This wasn't about research. No, it was about father-son bonding time. Thirty years late, to be sure, and yes, it was a little tougher when Gabriel didn't realize he was Patrick's son, but that would change soon enough. Liv had figured it out. And she'd been furious. Marvelously, majestically furious. Which should not make Patrick nearly so happy, being the recipient of that fury, but it did because she was furious on Gabriel's behalf.
That was what his son lacked most in his remarkable life: someone firmly and unwaveringly on his side. Patrick himself had played that role, but not in the right way. He realized that now. The silent cheerleader had its place, but his son had never needed that. What he needed was Liv.

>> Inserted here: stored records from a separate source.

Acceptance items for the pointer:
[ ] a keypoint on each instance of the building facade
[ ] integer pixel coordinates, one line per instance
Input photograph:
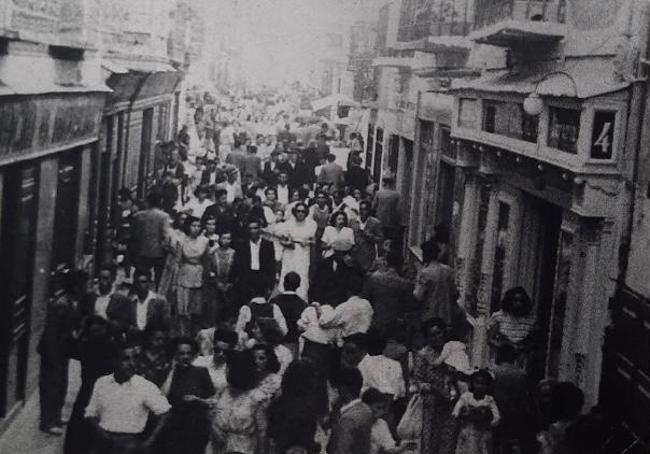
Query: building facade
(50, 123)
(101, 95)
(545, 141)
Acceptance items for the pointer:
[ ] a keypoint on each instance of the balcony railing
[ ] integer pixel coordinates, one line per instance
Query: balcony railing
(490, 12)
(414, 32)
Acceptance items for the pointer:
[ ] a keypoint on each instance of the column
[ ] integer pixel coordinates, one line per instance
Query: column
(479, 349)
(466, 237)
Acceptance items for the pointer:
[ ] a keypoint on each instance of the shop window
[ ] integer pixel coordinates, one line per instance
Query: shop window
(446, 148)
(467, 113)
(426, 133)
(508, 119)
(564, 129)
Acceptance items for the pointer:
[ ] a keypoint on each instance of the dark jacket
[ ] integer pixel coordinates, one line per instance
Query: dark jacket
(241, 267)
(292, 307)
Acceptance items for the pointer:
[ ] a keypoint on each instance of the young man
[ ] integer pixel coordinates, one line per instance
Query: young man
(292, 307)
(254, 265)
(187, 429)
(120, 405)
(351, 430)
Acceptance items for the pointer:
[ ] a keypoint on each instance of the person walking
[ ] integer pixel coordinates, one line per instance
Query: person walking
(120, 405)
(150, 228)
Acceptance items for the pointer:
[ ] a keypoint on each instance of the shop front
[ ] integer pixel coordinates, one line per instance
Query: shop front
(47, 144)
(541, 209)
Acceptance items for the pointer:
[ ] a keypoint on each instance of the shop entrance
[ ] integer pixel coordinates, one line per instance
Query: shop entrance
(541, 229)
(17, 232)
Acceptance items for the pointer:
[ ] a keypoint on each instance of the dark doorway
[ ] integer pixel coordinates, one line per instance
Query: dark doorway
(19, 212)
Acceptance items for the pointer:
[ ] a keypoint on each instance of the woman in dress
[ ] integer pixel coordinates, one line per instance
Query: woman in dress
(168, 279)
(155, 363)
(267, 367)
(337, 243)
(436, 385)
(239, 413)
(190, 276)
(297, 237)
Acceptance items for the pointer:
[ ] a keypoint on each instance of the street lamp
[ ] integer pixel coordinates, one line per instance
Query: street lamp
(533, 104)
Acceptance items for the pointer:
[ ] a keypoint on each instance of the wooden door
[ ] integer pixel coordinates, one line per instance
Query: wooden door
(65, 220)
(19, 217)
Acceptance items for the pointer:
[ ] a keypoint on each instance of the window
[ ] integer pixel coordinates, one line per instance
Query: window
(467, 113)
(602, 138)
(426, 133)
(564, 129)
(446, 148)
(508, 119)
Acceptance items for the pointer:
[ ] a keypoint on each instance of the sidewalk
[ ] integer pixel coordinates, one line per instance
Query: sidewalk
(23, 435)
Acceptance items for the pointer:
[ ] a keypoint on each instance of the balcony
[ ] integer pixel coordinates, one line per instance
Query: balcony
(414, 32)
(512, 23)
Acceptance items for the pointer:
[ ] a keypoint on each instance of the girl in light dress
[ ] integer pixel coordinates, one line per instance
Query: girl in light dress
(297, 236)
(478, 414)
(190, 276)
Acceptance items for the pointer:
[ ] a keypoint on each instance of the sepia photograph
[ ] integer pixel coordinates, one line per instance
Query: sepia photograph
(324, 226)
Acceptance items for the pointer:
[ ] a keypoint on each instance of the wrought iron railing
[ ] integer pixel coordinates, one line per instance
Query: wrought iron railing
(422, 30)
(489, 12)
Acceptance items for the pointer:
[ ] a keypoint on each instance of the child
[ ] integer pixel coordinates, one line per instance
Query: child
(478, 414)
(381, 439)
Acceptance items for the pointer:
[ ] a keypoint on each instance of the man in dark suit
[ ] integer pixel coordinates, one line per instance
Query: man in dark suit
(254, 265)
(331, 172)
(368, 236)
(187, 429)
(221, 212)
(211, 175)
(292, 307)
(271, 170)
(144, 309)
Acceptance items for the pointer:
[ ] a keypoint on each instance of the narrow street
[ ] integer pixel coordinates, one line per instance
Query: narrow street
(324, 227)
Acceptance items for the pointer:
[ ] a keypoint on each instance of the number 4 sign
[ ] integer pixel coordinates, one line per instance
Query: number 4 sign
(602, 138)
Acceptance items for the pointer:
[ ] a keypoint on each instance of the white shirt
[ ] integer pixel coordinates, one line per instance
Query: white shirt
(141, 310)
(312, 331)
(255, 254)
(283, 194)
(196, 208)
(245, 316)
(124, 408)
(217, 374)
(381, 439)
(352, 316)
(101, 305)
(285, 357)
(383, 374)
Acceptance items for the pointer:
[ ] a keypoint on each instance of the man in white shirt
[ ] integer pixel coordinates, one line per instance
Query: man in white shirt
(352, 316)
(284, 194)
(378, 371)
(120, 405)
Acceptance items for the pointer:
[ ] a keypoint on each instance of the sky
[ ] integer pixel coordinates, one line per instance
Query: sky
(281, 39)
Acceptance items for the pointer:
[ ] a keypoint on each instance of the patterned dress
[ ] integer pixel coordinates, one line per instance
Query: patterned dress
(439, 427)
(237, 419)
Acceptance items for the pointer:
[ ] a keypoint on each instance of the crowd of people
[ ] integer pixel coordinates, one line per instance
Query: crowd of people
(258, 303)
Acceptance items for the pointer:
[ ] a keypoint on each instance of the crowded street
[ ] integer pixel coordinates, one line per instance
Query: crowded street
(324, 227)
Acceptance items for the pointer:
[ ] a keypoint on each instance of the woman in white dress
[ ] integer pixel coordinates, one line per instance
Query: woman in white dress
(296, 236)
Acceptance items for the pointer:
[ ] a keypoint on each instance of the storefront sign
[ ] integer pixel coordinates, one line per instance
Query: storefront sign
(602, 139)
(33, 124)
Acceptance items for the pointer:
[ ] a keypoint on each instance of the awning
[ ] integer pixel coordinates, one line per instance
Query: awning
(333, 100)
(27, 87)
(580, 80)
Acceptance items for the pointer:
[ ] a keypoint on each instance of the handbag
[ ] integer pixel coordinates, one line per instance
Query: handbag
(410, 426)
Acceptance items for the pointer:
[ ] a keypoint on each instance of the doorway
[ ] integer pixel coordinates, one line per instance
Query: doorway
(19, 217)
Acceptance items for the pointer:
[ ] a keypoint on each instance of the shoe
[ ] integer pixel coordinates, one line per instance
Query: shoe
(54, 430)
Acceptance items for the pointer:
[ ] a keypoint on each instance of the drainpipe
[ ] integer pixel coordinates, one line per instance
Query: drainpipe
(129, 110)
(638, 112)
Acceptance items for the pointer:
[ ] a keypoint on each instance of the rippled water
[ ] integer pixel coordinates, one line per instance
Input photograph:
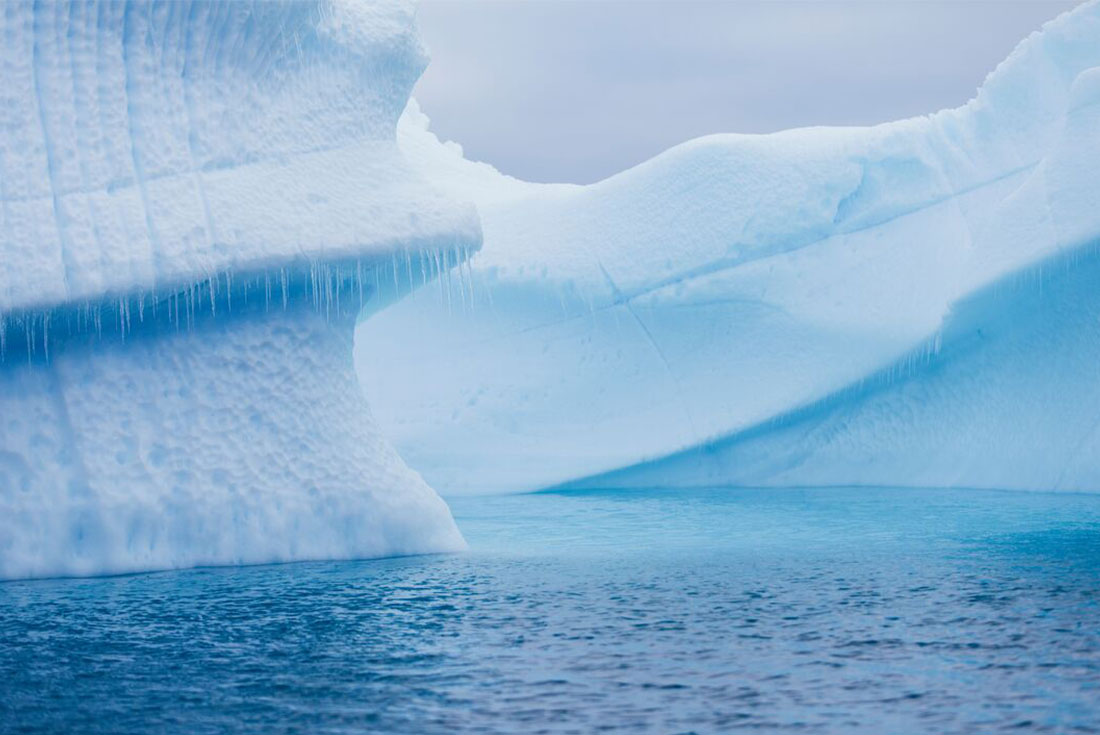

Liv hadn't told Gabriel that Patrick was his father. She was protecting him, as always. But Gabriel's parentage could not remain a secret, and as soon as Liv realized Gabriel was in danger of finding out, she'd break it to him herself.
Patrick's job now was to establish enough of a relationship to soften the blow. He'd lost Gabriel before. Lost him as a baby when Seanna stole him away. Lost him as a teen when Seanna took off and Gabriel disappeared onto the streets. Lost him twice; he would not lose him again.
A few weeks ago, Gabriel had come to Patrick. Of his own accord, for the first time ever. Admittedly, it'd been for information--fae lore to help Liv. And that, Patrick realized, was the key to establishing a relationship with Gabriel.
Quid pro quo.
The unwritten motto of the bocan. Give and take. A proper offering had to be something of value, naturally. What did Gabriel value? He would say money, but that was just the tangible representation of a deeper need for security, to feel he would never again be that teenage boy, alone on the streets.
Or never again be that child who might as well have been alone on the streets, saddled with a mother who expected him to earn his keep picking pockets. Gabriel had suffered that while his father lived in comfort and ease. A father who would see him every few weeks in Cainsville when Seanna dumped Gabriel at her aunt Rose's place. A father who thought talking to the boy--paying attention to him, buying him a soda--was all he needed, really.
Patrick pushed aside the old regrets. There was work to be done. Work that would not undo the damage but which acknowledged that damage had been done.
Patrick walked to the cafe counter and placed his order. Just a coffee, and not because he needed it, but because it gave him a table to work at and access to the Internet. Also, admittedly, a change of scenery was always welcome. The scenery here was certainly fine, a young barista adding plenty of eye contact to her conversation, taking longer than necessary to serve his coffee, telling him refills were on the house. More than refills were being offered, he suspected, and he appreciated that, even if he was too busy to pursue the flirtation. He put a five in the tip cup in thanks for the flattery of her attention. Quid pro quo.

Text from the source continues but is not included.